Several times the Supreme Court has encountered the contention that a dispute about the allocation of costs, attorneys' fees, or other post-filing expenses justifies adjudication of a suit that is otherwise not within federal jurisdiction. For example, in Diamond v. Charles, 476 U.S. 54, 106 S.Ct. 1697, 90 L.Ed.2d 48 (1986), an intervenor who had been ordered to pay the prevailing side's legal fees contended that this kept the controversy alive, even though the only litigants with standing had dropped out, since if the judgment were reversed on the merits the award of fees would fall with it. The Justices held, however, that awards of legal fees and other post-filing procedural events could not supply a case or controversy. 476 U.S. at 68–71, 106 S.Ct. 1697. The Court followed up by holding that a litigant cannot sidestep the need for a controversy on the merits by bringing suit for the costs of bringing suit. Steel Co. v. Citizens for a Better Environment, 523 U.S. 83, 107, 118 S.Ct. 1003, 140 L.Ed.2d 210 (1998). See also Lewis v. Continental Bank Corp., 494 U.S. 472, 110 S.Ct. 1249, 108 L.Ed.2d 400 (1990).
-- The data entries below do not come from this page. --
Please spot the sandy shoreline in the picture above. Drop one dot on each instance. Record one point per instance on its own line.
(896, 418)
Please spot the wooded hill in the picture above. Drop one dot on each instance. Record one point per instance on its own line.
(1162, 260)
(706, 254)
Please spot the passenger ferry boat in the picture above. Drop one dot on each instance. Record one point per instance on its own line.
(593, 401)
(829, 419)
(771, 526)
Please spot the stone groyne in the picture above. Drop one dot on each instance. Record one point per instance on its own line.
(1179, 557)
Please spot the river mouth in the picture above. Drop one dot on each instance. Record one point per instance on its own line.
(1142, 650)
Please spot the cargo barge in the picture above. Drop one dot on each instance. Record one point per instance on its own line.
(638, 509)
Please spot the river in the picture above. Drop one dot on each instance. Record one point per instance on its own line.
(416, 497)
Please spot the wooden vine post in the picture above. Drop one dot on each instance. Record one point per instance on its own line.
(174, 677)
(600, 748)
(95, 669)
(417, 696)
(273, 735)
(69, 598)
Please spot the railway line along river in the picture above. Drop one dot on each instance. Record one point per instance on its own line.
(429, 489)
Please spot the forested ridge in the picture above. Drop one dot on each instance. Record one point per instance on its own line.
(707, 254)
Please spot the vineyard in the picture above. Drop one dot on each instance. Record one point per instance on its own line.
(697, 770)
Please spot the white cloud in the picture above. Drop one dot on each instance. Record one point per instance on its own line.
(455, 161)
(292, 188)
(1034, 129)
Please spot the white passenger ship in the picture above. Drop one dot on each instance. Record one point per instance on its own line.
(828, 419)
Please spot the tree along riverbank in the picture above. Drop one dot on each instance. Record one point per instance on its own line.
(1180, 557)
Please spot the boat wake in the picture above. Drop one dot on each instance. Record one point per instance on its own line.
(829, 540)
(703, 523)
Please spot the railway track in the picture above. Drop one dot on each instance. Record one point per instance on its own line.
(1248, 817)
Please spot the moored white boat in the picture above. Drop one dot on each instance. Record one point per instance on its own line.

When this litigation began, there was no justiciable controversy. The current disputes about the rate of interest and whether State Farm must pay the attorneys' fees that Troy has incurred in this litigation do not retroactively create jurisdiction. Troy must turn to state court in order to seek any further award—though we hope that what we have said in this opinion will enable the parties to settle.
The judgment of the district court is vacated, and the case is remanded with instructions to dismiss for lack of subject-matter jurisdiction.